The annual event was founded by her friends, Jen and Rob Pyznarski, the Chicago Ridge police chief, when their own son was in the Marines and away from home. “Some other mother took my own son in on Thanksgiving, and I wanted to do the same,” said Jen Pyznarski, who accompanied the group on the bus from Great Lakes.

“It’s a great community event,” said Trustee Amanda Cardin, noting that local Girl Scout Troop 55559 spent time the day before setting tables and decorating the Legion Hall for the recruits, writing thank you notes for them, and providing bowls full of candy. Other trustees participating included Sally Durkin, William McFarland and Bruce Quintos.

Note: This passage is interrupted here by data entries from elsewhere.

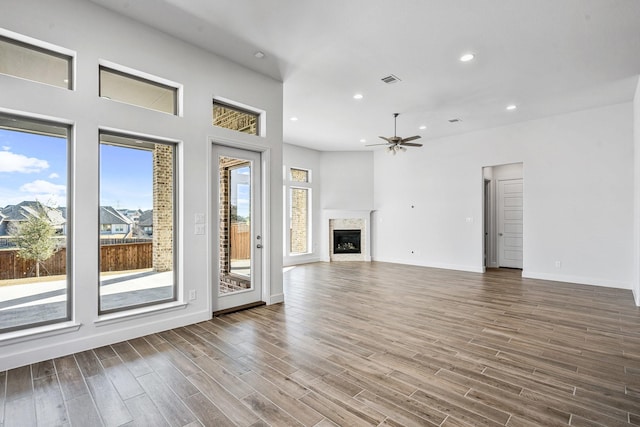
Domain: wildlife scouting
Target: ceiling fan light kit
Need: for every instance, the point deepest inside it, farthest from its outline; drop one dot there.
(396, 143)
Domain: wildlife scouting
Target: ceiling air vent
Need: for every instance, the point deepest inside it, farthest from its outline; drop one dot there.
(390, 79)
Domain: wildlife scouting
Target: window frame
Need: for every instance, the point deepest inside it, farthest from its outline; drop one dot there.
(40, 127)
(231, 106)
(43, 48)
(145, 143)
(141, 77)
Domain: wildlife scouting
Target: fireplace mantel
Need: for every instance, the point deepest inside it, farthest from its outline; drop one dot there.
(342, 216)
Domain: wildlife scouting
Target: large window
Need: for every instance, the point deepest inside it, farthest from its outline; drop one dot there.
(34, 223)
(299, 212)
(234, 118)
(35, 63)
(137, 222)
(135, 90)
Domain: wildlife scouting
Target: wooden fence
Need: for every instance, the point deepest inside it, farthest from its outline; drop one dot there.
(119, 257)
(240, 240)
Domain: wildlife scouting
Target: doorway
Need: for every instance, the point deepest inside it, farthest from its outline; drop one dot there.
(238, 277)
(503, 216)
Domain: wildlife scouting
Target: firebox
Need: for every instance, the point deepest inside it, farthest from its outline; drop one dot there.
(346, 241)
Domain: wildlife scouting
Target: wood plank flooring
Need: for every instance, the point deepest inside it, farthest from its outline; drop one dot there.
(362, 344)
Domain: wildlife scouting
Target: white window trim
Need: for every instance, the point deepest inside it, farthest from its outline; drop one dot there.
(152, 78)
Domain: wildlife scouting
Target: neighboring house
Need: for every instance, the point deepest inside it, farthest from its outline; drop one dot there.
(132, 214)
(113, 224)
(145, 222)
(15, 214)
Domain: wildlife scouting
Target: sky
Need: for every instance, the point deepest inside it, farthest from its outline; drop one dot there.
(34, 167)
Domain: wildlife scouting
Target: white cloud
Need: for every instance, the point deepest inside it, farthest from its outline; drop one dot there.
(44, 191)
(41, 186)
(11, 162)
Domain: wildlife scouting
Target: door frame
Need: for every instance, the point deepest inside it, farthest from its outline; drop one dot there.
(213, 222)
(494, 174)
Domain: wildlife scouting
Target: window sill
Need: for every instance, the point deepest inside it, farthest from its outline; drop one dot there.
(122, 316)
(39, 332)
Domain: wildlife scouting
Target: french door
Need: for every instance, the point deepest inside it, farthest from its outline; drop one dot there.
(237, 230)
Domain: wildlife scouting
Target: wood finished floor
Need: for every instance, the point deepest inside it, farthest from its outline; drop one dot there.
(362, 344)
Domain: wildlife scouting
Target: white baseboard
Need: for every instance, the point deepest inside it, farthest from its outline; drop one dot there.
(39, 349)
(576, 279)
(444, 266)
(276, 299)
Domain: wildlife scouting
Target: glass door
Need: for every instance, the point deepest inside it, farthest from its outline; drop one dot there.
(238, 238)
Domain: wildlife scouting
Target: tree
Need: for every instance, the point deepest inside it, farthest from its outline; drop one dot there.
(34, 238)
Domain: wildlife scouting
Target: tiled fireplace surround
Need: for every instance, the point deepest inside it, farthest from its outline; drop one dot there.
(334, 219)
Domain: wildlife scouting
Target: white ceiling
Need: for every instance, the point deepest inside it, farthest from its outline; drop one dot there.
(545, 56)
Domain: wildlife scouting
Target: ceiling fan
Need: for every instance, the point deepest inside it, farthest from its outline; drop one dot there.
(396, 143)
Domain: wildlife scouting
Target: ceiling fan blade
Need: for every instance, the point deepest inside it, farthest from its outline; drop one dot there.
(411, 138)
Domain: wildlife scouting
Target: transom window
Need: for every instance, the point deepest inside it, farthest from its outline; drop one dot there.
(135, 90)
(35, 63)
(234, 118)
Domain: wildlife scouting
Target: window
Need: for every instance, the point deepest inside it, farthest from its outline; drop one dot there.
(34, 223)
(234, 118)
(299, 211)
(34, 63)
(135, 90)
(299, 175)
(136, 265)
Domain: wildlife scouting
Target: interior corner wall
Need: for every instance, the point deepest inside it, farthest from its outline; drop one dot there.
(636, 195)
(96, 34)
(305, 158)
(578, 197)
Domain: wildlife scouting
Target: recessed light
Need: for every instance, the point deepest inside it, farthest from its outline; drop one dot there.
(467, 57)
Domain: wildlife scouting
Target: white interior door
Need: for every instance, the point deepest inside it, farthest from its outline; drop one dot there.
(238, 236)
(510, 220)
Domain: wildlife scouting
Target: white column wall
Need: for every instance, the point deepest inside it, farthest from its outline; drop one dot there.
(97, 34)
(636, 195)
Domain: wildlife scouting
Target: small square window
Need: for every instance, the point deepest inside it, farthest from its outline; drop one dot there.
(34, 63)
(235, 118)
(299, 175)
(134, 90)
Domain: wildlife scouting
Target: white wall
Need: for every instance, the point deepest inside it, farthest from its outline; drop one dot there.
(636, 195)
(96, 34)
(305, 158)
(578, 197)
(347, 178)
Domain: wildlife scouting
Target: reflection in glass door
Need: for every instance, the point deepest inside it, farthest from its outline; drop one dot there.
(239, 272)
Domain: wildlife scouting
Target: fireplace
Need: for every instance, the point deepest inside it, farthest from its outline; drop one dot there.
(346, 241)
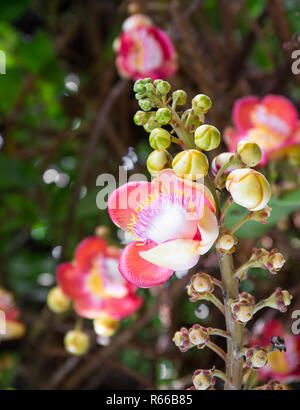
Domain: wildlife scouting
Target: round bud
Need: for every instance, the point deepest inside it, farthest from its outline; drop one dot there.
(201, 103)
(105, 325)
(163, 87)
(249, 188)
(140, 118)
(160, 139)
(151, 124)
(76, 342)
(57, 301)
(163, 116)
(179, 96)
(158, 161)
(145, 104)
(207, 137)
(190, 164)
(249, 153)
(203, 379)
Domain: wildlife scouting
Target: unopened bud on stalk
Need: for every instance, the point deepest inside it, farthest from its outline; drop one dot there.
(105, 325)
(57, 301)
(220, 160)
(207, 137)
(201, 103)
(256, 357)
(163, 116)
(190, 164)
(198, 336)
(141, 117)
(242, 309)
(76, 342)
(201, 284)
(160, 139)
(179, 96)
(163, 87)
(145, 104)
(151, 124)
(226, 243)
(249, 153)
(203, 379)
(181, 340)
(158, 161)
(279, 299)
(248, 188)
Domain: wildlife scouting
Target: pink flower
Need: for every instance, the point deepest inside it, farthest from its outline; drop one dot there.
(172, 221)
(281, 366)
(14, 328)
(143, 50)
(94, 282)
(272, 123)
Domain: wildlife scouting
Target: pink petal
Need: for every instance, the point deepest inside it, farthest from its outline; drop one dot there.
(124, 200)
(71, 279)
(89, 249)
(137, 270)
(282, 108)
(242, 112)
(120, 308)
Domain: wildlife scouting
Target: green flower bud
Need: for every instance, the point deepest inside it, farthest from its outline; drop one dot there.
(139, 86)
(160, 139)
(163, 116)
(145, 104)
(151, 123)
(207, 137)
(158, 161)
(163, 87)
(249, 153)
(190, 164)
(179, 96)
(76, 342)
(194, 121)
(140, 118)
(201, 103)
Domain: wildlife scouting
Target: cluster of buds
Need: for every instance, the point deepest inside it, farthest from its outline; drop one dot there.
(197, 335)
(201, 284)
(256, 357)
(204, 379)
(242, 309)
(226, 243)
(76, 342)
(192, 163)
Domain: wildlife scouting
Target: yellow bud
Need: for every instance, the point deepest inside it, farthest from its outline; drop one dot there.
(105, 325)
(207, 137)
(190, 164)
(158, 161)
(249, 188)
(249, 153)
(57, 301)
(160, 139)
(259, 359)
(201, 103)
(76, 342)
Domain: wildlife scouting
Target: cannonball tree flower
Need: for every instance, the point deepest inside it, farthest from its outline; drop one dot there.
(13, 327)
(144, 50)
(173, 222)
(283, 366)
(93, 281)
(272, 122)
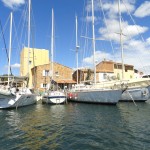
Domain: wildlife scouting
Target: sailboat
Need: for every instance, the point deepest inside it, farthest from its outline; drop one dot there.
(93, 93)
(138, 89)
(12, 93)
(53, 96)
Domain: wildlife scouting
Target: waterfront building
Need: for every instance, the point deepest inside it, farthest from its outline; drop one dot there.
(62, 76)
(106, 70)
(30, 58)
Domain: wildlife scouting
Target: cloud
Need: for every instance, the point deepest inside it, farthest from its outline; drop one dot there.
(99, 56)
(13, 3)
(111, 30)
(112, 8)
(143, 10)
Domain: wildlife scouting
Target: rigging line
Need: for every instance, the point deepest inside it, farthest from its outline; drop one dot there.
(137, 30)
(5, 45)
(101, 5)
(4, 26)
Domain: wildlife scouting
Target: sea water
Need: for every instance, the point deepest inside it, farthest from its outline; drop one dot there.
(76, 126)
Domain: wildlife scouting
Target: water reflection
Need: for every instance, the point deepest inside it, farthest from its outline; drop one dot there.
(76, 126)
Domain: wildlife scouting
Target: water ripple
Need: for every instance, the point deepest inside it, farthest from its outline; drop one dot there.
(76, 126)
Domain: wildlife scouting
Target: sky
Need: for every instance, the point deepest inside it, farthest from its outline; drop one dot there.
(135, 24)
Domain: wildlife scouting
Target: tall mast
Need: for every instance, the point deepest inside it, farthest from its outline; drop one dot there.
(121, 43)
(93, 41)
(29, 7)
(77, 47)
(52, 43)
(10, 41)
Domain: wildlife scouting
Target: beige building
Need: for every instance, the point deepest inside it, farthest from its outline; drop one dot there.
(112, 70)
(30, 58)
(62, 76)
(105, 70)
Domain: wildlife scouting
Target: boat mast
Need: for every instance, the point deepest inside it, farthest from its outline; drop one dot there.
(121, 43)
(10, 48)
(29, 7)
(93, 41)
(52, 44)
(77, 47)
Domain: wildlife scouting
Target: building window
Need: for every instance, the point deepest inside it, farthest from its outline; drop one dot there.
(30, 62)
(45, 72)
(105, 76)
(43, 85)
(56, 73)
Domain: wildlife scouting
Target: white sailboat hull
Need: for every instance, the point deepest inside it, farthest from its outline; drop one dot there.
(96, 96)
(19, 100)
(54, 97)
(137, 94)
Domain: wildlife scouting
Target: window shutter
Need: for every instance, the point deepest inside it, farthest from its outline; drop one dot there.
(43, 72)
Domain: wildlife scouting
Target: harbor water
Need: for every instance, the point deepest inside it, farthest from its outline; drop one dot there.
(76, 126)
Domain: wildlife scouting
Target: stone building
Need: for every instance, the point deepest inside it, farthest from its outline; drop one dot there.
(62, 76)
(31, 57)
(105, 70)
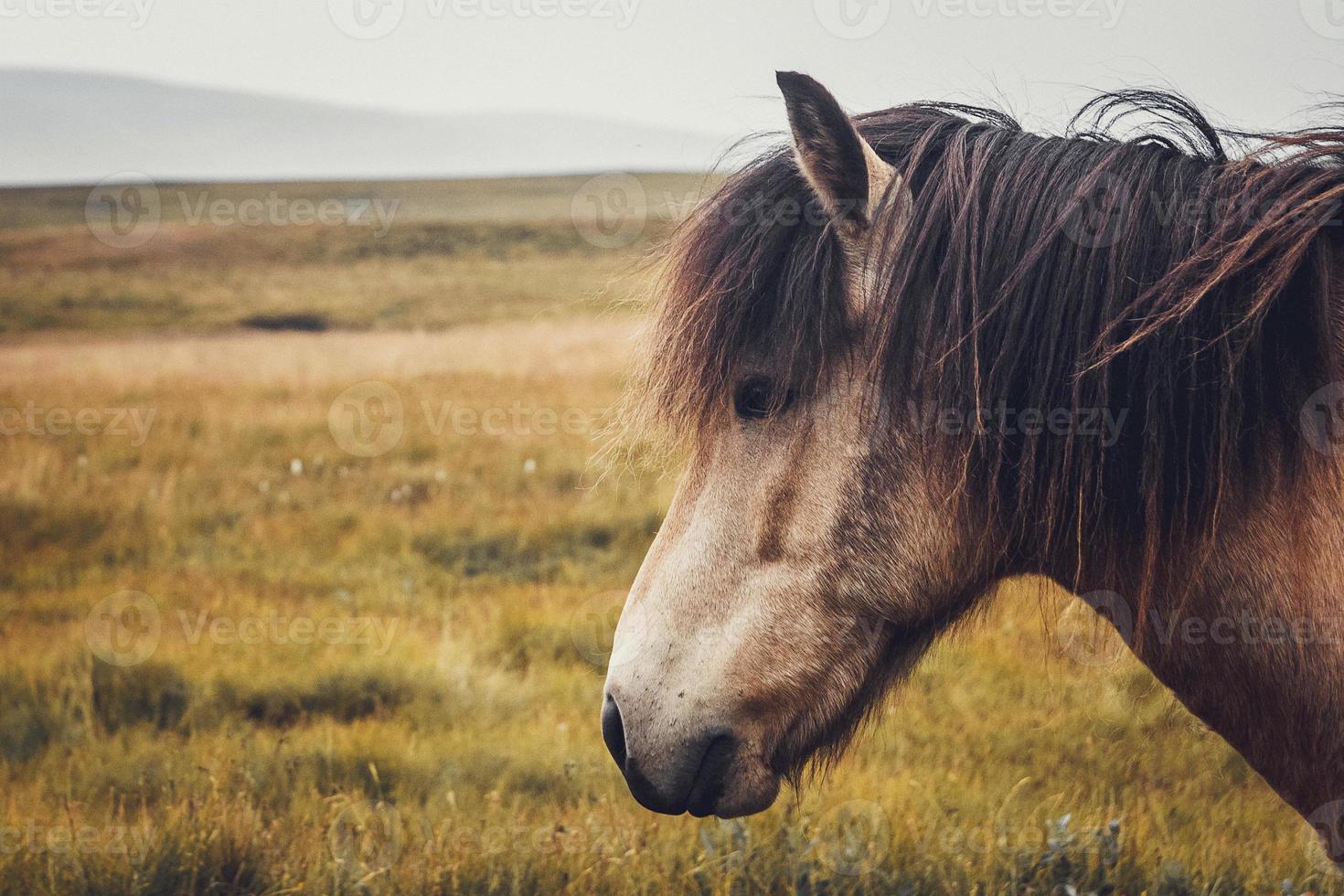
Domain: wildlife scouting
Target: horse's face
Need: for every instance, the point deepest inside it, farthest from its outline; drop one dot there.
(801, 567)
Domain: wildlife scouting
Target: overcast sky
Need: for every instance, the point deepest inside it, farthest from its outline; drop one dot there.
(702, 63)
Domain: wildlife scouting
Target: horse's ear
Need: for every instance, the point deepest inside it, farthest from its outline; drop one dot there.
(846, 172)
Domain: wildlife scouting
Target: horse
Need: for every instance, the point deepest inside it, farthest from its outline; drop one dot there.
(883, 349)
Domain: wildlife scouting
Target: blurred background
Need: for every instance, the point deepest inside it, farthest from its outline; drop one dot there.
(311, 320)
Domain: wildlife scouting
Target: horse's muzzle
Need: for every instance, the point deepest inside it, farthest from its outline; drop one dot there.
(698, 773)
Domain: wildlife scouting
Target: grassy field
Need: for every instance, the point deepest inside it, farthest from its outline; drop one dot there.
(328, 612)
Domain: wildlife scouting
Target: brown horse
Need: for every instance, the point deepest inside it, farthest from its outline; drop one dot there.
(923, 351)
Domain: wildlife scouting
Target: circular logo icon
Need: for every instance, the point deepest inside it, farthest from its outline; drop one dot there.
(854, 837)
(366, 836)
(611, 211)
(123, 629)
(1083, 635)
(368, 19)
(1097, 218)
(852, 19)
(593, 630)
(1321, 420)
(1324, 16)
(1324, 836)
(123, 211)
(368, 420)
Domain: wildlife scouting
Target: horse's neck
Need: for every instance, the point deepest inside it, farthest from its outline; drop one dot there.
(1255, 647)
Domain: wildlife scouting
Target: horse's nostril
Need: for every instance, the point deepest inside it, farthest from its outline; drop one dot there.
(613, 731)
(709, 778)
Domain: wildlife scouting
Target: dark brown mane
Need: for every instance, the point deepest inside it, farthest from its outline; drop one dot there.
(1180, 275)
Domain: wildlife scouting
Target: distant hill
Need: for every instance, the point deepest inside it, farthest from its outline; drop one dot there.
(63, 126)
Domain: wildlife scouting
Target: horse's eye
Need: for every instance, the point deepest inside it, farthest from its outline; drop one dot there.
(757, 398)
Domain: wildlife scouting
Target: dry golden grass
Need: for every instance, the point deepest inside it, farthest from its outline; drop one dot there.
(452, 743)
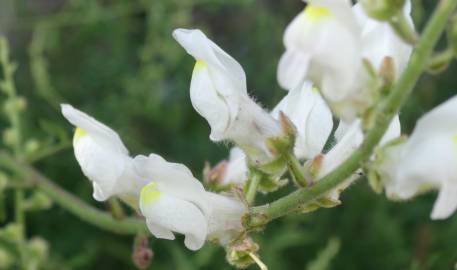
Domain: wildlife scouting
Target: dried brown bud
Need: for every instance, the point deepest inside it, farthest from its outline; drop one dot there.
(142, 254)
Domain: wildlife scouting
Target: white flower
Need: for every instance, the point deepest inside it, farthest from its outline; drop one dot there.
(236, 171)
(218, 93)
(426, 161)
(338, 71)
(309, 113)
(170, 198)
(102, 156)
(310, 48)
(379, 40)
(174, 201)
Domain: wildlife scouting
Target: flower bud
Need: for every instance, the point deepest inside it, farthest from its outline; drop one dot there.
(14, 105)
(31, 146)
(452, 34)
(10, 136)
(382, 10)
(38, 201)
(38, 248)
(6, 259)
(11, 232)
(240, 254)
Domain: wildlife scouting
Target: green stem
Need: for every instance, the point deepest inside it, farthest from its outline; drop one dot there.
(254, 182)
(383, 116)
(71, 203)
(403, 28)
(439, 61)
(296, 171)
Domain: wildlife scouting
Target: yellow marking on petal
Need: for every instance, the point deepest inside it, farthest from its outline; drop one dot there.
(315, 13)
(79, 133)
(149, 193)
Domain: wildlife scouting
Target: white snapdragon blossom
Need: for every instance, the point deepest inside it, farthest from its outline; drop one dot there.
(236, 170)
(427, 160)
(218, 93)
(340, 74)
(310, 115)
(102, 156)
(170, 198)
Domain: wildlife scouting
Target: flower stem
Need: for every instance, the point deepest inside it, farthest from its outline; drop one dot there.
(296, 171)
(70, 202)
(384, 113)
(254, 182)
(403, 28)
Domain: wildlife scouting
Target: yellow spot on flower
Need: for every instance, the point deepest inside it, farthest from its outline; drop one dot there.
(314, 13)
(79, 133)
(149, 193)
(454, 139)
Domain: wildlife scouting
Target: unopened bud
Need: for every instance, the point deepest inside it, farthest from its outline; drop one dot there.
(387, 70)
(452, 34)
(213, 176)
(142, 255)
(38, 248)
(12, 232)
(6, 259)
(10, 136)
(31, 146)
(38, 201)
(240, 254)
(14, 105)
(382, 10)
(3, 181)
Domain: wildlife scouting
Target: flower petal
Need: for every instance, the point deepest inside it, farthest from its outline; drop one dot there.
(100, 153)
(173, 179)
(292, 68)
(166, 214)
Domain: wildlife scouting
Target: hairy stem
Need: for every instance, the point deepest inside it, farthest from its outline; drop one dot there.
(296, 171)
(253, 184)
(384, 113)
(70, 202)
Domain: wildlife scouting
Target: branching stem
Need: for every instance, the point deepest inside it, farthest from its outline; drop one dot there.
(384, 113)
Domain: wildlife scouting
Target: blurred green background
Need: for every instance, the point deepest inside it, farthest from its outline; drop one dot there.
(116, 60)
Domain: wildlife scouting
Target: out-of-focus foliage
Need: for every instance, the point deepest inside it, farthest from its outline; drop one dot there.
(116, 60)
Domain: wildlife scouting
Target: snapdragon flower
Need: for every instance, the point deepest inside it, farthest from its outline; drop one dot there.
(218, 93)
(341, 75)
(426, 161)
(312, 119)
(168, 195)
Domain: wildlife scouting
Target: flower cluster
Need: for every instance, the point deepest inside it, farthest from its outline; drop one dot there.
(337, 64)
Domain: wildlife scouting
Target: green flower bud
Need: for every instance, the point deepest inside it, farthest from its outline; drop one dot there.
(382, 10)
(11, 232)
(14, 105)
(3, 181)
(38, 248)
(6, 260)
(31, 146)
(240, 254)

Quintos, a retired police officer, was among the motorcyclists who rode with the bus from Great Lakes with his motorcycle club, The Renegade Pigs. “What an honor it was to do that,” said Quintos. Village Clerk George Schleyer was also there to welcome the recruits on behalf of the village, while Mayor Chuck Tokar was out of town.

The bus arrived about 10:30 a.m., and the full Thanksgiving meal was not the only thing on the menu for the recruits, who were invited to make the Legion Hall their home all day. Sprint provided cellphones with unlimited minutes to call home, and well as computers provided by Prairie State University so they could Skype with their families across the country. XBox and Playstation gaming systems were also available for their use.

Before settling in for the day, the recruits introduced themselves. They came from the East Coast, the West Coast and seemingly everywhere in between, as well as Hawaii, in the case of Roxanne Moya. “It’s very cold here,” she said with a grin.

“I’m blown away by the welcome you have given us. It makes it all worth it,” said Colin Quill, of Phoenix, Ariz.

“We’re your family today,” said Chief Pyznarski. “This food is a little bit better than what you would get in a mess hall. And don’t worry about cleaning up either. We are here to serve you today.”

Girl Scout Hannah Bartlett, led the Pledge of Allegiance in sign language, while Sam West played music on her piccolo. After introducing themselves, the recruits sang their own rendition of “Anchors Aweigh,” accompanied by Sam.

The Rev. Ken Carlson, pastor of St. Benedict Church in Blue Island and an Army chaplain, praised the recruits for their service.

“You’ve told me you haven’t done anything yet. But you have. Only one percent of the U.S, population joins the military. I spent a lot of time away from home on holidays, so I know how hard it is,” said Carlson, who has served in Afghanistan and Korea. “We thank you for what you have done and what you are going to do. We thank all the unselfish people like you, who put everything on the line.